Weekly Tax Update 31 March 2020
The latest tax update and VAT round up for the week.
Tax Update provides you with a round-up of the latest tax developments. Covering matters relevant to individuals, trusts, estates and businesses, it keeps you up-to-date with tax issues that may impact you or your business. If you would like to discuss any aspect in more detail, please speak to your usual Smith & Williamson contact. Alternatively, Ami Jack can introduce you to relevant specialist tax advisors within our firm.
1.1 COVID-19 hub
1.2 Changes to HMRC and RS procedure during the COVID-19 disruption
HMRC and RS have changed some tax administration processes in response to limited access to postal services.
The changes include:
- applications for non-statutory clearance are now to be submitted by email. HMRC currently cannot handle applications made by post;
- stamp duty payments must be made electronically, and notified to HMRC by email rather than by post;
- applications for stamp duty reliefs, exemptions and opinions must be made by email rather than post;
- original copies of stock transfer forms should no longer be sent to HMRC in the post. Instead, electronic copies should be email to HMRC; and
- RS currently cannot accept paper LBTT returns or paper repayment claims in respect of the Additional Dwellings Supplement. Taxpayers should use the Scottish Electronic Tax System instead.
Non-statutory clearance applications: www.gov.uk/government/publications/non-statutory-clearance-service-guidance-annexes
How to pay stamp duty: www.gov.uk/guidance/pay-stamp-duty
Relief from stamp duty when documents effect intra-group transfers of stock or marketable securities: www.gov.uk/government/publications/relief-from-sd-when-documents-effect-intra-group-transfers-of-stock-or-marketable-securities
Stamp Duty: reliefs and exemptions on paper shares: www.gov.uk/guidance/stamp-duty-reliefs-and-exemptions-on-paper-shares
Stamp Duty: getting an opinion about a payment or penalty: www.gov.uk/guidance/stamp-duty-getting-an-opinion-about-a-payment-or-penalty
Stamp Duty and Stamp Duty Reserve Tax: transfer schemes of arrangement: www.gov.uk/government/publications/stamp-duty-and-stamp-duty-reserve-tax-transfer-schemes-of-arrangement
Completing a stock transfer form: www.gov.uk/guidance/stamp-duty-on-shares
RS COVID-19 news: www.revenue.scot/news/covid-19
1.3 All FTT proceedings stayed
FTT proceedings have effectively been suspended until 21 April.
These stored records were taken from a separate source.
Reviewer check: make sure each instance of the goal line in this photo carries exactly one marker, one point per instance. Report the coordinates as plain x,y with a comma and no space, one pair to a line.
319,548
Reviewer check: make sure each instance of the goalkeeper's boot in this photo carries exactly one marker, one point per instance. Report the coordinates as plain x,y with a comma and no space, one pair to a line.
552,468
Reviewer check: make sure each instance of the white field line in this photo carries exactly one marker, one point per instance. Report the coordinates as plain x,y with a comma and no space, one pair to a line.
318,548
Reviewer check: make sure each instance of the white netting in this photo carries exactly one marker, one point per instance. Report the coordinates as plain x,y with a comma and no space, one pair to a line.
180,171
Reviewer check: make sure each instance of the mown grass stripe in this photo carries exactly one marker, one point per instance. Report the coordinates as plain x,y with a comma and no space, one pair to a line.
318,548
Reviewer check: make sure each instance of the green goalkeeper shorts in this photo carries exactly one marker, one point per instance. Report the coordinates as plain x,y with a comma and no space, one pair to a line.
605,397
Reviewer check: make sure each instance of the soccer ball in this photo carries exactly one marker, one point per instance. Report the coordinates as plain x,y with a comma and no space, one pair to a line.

Time limits in current proceedings are extended by 28 days.
Due to the pandemic, the Chamber President of the FTT has given directions that all FTT proceedings are stayed for 28 days from 24 March 2020. All time limits in current proceedings are extended by the same period. This is further to previous measures such as telephone hearings and judges working from home.
1.4 New COVID-19 helpline telephone number for businesses
HMRC has changed the telephone number of its COVID-19 helpline for businesses and the self-employed. It is now 0800 024 1222.
The telephone number has been changed to accommodate an increased volume of callers. Calls made to the old telephone number will be redirected to the new one. The helpline is open Monday to Friday, excluding bank holidays, from 8am to 4pm.
1.5 Revenue Scotland cuts late payment interest to 0.1%
Following the second base rate cut RS will charge late payment interest at 0.1% from 25 March.
Following the most recent Bank of England rate cut to 0.1%, RS has reduced its late payment interest rate to match. This applies from 25 March. On 17 March the rate was cut from 0.75% to 0.25% due to the previous base rate cut. The reduction to 0.1% brings RS in line with HMRC.
1.6 HMRC interest rates amended
The rates for late tax payments changed on 30 March. The main rate used is 2.75%, but this differs for underpaid quarterly instalment payments.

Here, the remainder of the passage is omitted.